Przykładem jest Hala Koszyki. To koncept bardzo specyficzny, ponieważ niemal w całości oparty o segment restauracyjny, ale jednocześnie bardzo trafiony Tym tropem idzie również Elektrownia Powiśle, która, mimo że pozostaje jeszcze w budowie, to wszystko wskazuje na to, że będzie projektem udanym.

Lublin Plaza

Mówiła Pani, że dziś, jednym z głównych elementów definiującym rozwój branży handlowej, są nowe technologie. W jaki sposób są one obecnie stosowane? Czy są takie technologie, o których klienci mogą nawet nie wiedzieć?

Galerie starają się nadążać za rozwojem technologii. Wdrażanie ich jest oczywiście łatwiejsze w nowo powstających obiektach, których w Polsce jednak nie powstaje obecnie już tak wiele. Inwestorzy nastawieni są na modernizację istniejących obiektów.

Bardzo innowacyjne technologie wykorzystują sieci handlowe. Walczą one o klienta m.in. poprzez analizowanie procesu decyzyjnego podczas zakupów w internecie. Ciekawym wskaźnikiem jest, chociażby liczba produktów, które klient kupuje spośród tych, które dodał do koszyka w sklepie internetowym. Pod lupę brane jest również to, czy te transakcje zakończyły się w internecie, czy w punkcie stacjonarnym. Okazuje się, że nadal duży współczynnik transakcji kończy się w świecie realnym. Klienci chcą jednak wiedzieć, w którym sklepie danej sieci mają gwarancje, że znajdą swój rozmiar wybranego modelu ubrania czy butów. Nie chcą bowiem jechać do galerii handlowej bez stuprocentowej gwarancji dokonania zakupu. Większe sieci oferują taka możliwość, oszczędzając klientom czas i zachęcając do odwiedzin w sklepie fizycznym.
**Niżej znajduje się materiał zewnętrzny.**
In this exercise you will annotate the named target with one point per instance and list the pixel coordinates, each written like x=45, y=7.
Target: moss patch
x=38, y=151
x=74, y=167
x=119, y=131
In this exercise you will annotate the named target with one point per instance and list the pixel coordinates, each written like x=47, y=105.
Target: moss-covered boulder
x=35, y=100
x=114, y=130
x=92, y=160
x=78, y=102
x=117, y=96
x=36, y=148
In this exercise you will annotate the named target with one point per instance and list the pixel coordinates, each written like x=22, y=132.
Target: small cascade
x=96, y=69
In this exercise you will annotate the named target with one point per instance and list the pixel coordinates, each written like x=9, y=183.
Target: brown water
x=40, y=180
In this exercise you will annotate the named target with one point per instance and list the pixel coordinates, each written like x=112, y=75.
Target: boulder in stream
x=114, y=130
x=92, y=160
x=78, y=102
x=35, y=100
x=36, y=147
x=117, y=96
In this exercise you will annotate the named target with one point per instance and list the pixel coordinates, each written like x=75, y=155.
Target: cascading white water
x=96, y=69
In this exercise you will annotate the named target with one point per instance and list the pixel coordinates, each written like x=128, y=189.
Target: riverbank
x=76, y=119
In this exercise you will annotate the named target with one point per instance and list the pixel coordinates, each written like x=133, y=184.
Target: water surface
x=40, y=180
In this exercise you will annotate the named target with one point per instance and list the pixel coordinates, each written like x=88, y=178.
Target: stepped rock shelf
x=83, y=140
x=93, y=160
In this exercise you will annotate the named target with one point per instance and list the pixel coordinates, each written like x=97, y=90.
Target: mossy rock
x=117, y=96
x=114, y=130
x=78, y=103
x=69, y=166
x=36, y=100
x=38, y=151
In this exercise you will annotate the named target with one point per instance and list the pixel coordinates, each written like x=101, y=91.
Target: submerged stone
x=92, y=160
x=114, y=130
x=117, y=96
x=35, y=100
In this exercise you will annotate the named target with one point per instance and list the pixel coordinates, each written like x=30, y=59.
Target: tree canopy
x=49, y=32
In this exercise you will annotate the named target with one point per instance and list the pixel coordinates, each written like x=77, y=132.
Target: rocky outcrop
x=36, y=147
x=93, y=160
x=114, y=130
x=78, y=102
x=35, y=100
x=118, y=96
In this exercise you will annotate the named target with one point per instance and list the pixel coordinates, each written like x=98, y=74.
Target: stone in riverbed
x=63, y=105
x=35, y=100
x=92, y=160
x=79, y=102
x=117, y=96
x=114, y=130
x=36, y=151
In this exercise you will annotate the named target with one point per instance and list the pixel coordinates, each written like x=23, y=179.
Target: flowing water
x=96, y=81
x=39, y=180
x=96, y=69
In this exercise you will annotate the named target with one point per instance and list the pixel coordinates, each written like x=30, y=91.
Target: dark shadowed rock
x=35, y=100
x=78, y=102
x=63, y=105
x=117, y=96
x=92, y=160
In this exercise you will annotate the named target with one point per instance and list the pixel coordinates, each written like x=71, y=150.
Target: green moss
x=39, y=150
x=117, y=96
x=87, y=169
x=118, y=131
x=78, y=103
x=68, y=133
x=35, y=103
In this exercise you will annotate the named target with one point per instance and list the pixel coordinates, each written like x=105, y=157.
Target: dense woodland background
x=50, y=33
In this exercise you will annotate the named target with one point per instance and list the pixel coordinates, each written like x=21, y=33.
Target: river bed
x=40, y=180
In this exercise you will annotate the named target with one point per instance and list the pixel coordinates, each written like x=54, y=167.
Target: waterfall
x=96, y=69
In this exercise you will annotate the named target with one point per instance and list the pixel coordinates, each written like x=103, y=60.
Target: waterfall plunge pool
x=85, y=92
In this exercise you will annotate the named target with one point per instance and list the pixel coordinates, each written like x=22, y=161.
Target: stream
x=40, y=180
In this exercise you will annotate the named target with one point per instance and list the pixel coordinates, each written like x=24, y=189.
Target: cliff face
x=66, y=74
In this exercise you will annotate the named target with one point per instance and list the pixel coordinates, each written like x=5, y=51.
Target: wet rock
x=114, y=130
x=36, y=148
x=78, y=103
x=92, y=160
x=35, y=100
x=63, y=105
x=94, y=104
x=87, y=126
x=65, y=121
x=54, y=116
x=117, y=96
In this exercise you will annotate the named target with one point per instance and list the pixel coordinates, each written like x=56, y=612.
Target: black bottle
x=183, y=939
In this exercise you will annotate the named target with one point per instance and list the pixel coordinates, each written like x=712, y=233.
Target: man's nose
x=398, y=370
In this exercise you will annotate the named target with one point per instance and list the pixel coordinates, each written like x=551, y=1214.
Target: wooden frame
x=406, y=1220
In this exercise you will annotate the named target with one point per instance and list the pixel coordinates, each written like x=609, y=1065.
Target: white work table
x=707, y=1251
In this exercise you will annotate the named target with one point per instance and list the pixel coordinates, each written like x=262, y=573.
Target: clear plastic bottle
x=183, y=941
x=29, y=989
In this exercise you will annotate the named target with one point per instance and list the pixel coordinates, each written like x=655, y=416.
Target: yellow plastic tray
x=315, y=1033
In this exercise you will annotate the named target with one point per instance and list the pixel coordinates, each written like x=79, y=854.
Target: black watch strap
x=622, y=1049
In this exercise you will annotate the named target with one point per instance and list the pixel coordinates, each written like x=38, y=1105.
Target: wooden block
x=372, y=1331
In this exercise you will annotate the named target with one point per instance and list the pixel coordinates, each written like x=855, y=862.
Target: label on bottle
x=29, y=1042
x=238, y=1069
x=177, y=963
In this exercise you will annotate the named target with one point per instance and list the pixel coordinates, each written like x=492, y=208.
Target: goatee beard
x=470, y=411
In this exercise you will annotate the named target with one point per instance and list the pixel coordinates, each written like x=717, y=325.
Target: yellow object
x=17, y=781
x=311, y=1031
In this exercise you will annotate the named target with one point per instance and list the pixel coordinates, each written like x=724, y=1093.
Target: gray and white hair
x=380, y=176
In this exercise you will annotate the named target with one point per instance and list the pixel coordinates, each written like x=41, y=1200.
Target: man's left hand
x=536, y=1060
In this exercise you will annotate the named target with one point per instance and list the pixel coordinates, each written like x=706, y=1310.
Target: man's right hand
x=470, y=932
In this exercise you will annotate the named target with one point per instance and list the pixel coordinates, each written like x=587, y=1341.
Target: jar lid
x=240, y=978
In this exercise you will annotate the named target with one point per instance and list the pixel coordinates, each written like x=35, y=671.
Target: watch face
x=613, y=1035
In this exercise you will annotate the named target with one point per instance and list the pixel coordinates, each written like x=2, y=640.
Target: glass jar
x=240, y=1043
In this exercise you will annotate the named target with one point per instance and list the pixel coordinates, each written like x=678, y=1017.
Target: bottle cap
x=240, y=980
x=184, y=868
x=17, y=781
Z drugiej strony toczy się także walka ze zwrotami towarów. Stąd rodzą się, chociażby takie pomysły jak ten zaprezentowany niedawno przez polską sieć CCC. W wybranych galeriach marka zainstalowała stoiska ze skanerami stopy. Dzięki temu możliwe jest dobranie odpowiedniego rozmiaru buta, bez względu na jego markę. Wynik pomiaru może być także dodany do profilu użytkownika w sklepie internetowym. Dzięki temu, podczas zakupów online automatycznie dobierany jest rozmiar interesującego nas obuwia. Dla klienta jest to duże ułatwienie, a sklep będzie znacząco redukował dzięki temu liczbę zwrotów. To, wdrożone w Polsce, rozwiązanie jest na tyle rewolucyjne, że budzi bardzo duże zainteresowanie w branży na skalę międzynarodową.